2. The ultimate goal of technology is to enable people to be better at the things only people can do.

So instead of telling the same old story from one of the two popular extreme perspectives, let’s talk about today, in our world: the world of investing information, tools, education, and advice. How can the financial advice industry and artificial intelligence work together to create better financial well-being for all of us?

Let’s put on our financial advisor hat  

As we discussed in our blog Bridging the Financial Advice Gap, in order for financial advisors to evolve with the demands of the new generations of financial consumers and to keep up with technology trends, there are no doubt changes that the industry needs to make.

The question no ones asking is: what if financial advisors want to make those changes?

A 2018 study by Kitces Research analyzed the day to day lives of working financial advisors across the United States, and compared it side by side with the expectations and motivations of financial advisors when choosing their careers. A few interesting insights emerge from their research.

The vast majority of financial advisors are most highly motivated by helping and serving people.

As this chart shows, the top “Strong” motivator for financial advisors, above income potential, work/life balance, stability, and prestige is “desire to help/serve others”.

But when you look at what advisors actually spend their day to day doing, the results are quite shocking. On average, across the industry, advisors spend their nearly half their time, 46%, doing “largely delegable, middle-office administrative tasks.” Most advisors are lucky if they can carve out 20% of their time to spend with their clients.

It’s clear that advisors, if given the opportunity, would spend more time with their clients and less time doing othery types of work. And there is huge potential for AI to solve that time problem.  

Even if advisors could implement AI in their day to day, would they?

On a hunch, you might think that advisors would be resistant to adopt new technologies because of resource costs and an obvious learning curve. However, there is some promising data from a 2020 Broadridge survey that demonstrates the opposite:

  • 77% of advisors report losing business due to inadequate technology
  • More than half of Millennial and Gen X financial advisors have considered leaving their current firms for others with better technology.
  • Over 80% want more automation tools to manage paperwork and keep up with compliance requirements so that they can spend more time with their clients.
Daizy Financial AI Survey
Source: The Financial Brand

Though this data isn’t AI specific, it demonstrates some positive inertia, especially amongst younger financial advisors, in favor of implementing integrating more technology in their operations.

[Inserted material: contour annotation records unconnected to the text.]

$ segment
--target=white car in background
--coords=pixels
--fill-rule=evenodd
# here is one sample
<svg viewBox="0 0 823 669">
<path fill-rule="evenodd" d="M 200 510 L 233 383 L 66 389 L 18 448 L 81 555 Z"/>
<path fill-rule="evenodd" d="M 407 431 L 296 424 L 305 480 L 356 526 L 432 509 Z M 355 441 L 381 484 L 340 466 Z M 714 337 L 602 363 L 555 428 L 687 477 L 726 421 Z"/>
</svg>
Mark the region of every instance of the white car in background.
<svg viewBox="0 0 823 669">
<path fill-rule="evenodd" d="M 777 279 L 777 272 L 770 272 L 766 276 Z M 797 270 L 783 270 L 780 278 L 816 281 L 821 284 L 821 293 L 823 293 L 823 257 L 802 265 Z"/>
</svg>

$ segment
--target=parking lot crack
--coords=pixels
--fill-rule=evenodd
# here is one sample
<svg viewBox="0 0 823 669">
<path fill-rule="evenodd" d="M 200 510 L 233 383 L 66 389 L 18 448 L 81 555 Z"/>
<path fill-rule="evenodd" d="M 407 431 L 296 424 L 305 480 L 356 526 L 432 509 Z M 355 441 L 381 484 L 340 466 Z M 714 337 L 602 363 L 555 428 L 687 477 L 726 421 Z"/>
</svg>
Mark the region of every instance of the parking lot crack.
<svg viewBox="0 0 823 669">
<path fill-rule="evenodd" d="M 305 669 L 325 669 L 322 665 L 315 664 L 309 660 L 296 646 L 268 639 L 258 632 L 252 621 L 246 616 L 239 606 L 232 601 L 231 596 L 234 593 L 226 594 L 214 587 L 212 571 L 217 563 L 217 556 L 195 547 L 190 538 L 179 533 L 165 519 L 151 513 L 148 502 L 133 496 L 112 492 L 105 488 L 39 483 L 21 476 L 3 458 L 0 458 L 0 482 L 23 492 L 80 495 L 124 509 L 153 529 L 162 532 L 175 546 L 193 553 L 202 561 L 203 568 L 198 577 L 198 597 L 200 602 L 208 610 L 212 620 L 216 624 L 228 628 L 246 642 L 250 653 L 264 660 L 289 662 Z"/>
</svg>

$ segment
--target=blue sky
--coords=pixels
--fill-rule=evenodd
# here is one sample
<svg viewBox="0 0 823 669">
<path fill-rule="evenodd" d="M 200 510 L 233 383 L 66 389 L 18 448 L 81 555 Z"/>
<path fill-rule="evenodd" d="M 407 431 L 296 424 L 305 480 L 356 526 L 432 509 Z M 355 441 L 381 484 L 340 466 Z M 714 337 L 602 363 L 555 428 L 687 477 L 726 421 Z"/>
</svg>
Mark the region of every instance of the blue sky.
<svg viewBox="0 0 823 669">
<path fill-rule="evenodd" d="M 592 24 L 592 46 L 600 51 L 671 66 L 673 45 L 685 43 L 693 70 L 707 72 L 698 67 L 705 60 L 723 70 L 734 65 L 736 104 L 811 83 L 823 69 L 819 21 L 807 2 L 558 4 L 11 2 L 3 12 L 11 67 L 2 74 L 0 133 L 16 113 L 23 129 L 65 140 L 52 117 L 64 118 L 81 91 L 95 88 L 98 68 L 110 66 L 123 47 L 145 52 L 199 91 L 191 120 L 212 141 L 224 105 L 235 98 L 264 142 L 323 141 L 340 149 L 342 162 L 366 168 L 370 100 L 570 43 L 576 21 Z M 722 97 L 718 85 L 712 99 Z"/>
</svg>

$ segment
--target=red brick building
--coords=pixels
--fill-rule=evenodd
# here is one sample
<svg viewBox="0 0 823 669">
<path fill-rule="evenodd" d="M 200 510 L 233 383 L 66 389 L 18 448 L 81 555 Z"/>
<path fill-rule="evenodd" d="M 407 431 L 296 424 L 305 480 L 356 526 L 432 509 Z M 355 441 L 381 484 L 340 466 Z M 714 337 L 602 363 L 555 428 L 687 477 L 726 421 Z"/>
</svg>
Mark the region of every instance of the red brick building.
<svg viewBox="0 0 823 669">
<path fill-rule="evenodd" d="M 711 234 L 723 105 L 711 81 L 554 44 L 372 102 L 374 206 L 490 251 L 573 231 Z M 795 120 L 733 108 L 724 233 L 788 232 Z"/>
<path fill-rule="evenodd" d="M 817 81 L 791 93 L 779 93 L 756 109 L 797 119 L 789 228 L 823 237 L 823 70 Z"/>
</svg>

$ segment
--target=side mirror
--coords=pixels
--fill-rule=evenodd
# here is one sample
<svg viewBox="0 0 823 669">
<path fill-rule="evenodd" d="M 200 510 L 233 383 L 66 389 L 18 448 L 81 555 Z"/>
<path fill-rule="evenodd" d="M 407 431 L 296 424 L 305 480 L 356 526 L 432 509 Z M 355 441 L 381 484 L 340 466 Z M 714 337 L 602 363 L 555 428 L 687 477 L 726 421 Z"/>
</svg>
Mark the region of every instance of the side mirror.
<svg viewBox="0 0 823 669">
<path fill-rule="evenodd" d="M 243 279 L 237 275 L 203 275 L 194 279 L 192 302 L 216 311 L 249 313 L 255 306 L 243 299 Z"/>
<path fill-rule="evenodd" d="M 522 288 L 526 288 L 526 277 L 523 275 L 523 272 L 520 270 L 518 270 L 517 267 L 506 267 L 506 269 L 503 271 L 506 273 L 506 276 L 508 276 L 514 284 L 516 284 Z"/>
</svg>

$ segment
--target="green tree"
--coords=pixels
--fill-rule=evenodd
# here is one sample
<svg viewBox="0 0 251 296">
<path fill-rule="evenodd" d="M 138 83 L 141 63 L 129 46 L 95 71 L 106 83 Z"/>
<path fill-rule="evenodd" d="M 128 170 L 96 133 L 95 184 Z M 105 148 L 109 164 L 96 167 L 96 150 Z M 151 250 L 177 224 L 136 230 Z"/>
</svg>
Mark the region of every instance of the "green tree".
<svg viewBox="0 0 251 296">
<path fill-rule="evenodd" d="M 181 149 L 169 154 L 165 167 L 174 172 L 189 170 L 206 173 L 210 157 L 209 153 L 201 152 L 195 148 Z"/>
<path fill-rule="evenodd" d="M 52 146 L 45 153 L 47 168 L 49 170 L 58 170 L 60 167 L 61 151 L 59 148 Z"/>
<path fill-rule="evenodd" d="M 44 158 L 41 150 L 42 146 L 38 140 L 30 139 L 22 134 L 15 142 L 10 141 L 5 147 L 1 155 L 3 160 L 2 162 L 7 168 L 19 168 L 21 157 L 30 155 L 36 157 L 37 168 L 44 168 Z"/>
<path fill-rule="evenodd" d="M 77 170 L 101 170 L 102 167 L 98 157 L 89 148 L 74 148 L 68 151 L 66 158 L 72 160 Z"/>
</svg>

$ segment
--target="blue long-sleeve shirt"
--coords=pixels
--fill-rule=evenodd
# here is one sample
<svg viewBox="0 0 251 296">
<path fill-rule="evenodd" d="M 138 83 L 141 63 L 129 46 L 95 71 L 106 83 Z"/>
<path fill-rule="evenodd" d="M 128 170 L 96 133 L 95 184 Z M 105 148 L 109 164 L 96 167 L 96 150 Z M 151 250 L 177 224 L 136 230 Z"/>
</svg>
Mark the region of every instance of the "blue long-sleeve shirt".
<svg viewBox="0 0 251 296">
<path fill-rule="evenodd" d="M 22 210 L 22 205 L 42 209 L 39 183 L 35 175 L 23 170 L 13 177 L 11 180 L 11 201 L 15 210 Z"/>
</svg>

What can AI actually do for financial advisors?

If in fact financial advisors want to spend their time more closely aligned with their motivations and the are demonstrating increasing willingness to adopt technologies like AI, the only remaining question is: where do they start?

As a thought experiment, we asked Chat GPT, “How can artificial intelligence help financial advisors?” This is what Chat GPT returned:

“AI can help financial advisors in a variety of ways, such as by providing them with tools to analyze and manage large amounts of data, automate routine tasks, and make more accurate predictions.

For example, AI can be used to analyze market trends, predict stock prices, and identify patterns in financial data that may indicate potential opportunities or risks. Additionally, AI can be used to create personalized investment portfolios for clients, based on their risk tolerance and financial goals.  

AI can also help financial advisors by providing them with real-time information and alerts, allowing them to quickly respond to changes in the market. Overall, AI can help financial advisors to improve their efficiency, accuracy and can help them to provide better services to their clients.”

Obviously, we have a ways to go and much more of this story is yet to play out. But, it’s clear that there is a clear role for AI in helping financial advisors - not replacing them. At Daizy, we want to play a part in enabling a future where people and technology work together to do what they do best, because we believe, in that world, we all stand to benefit.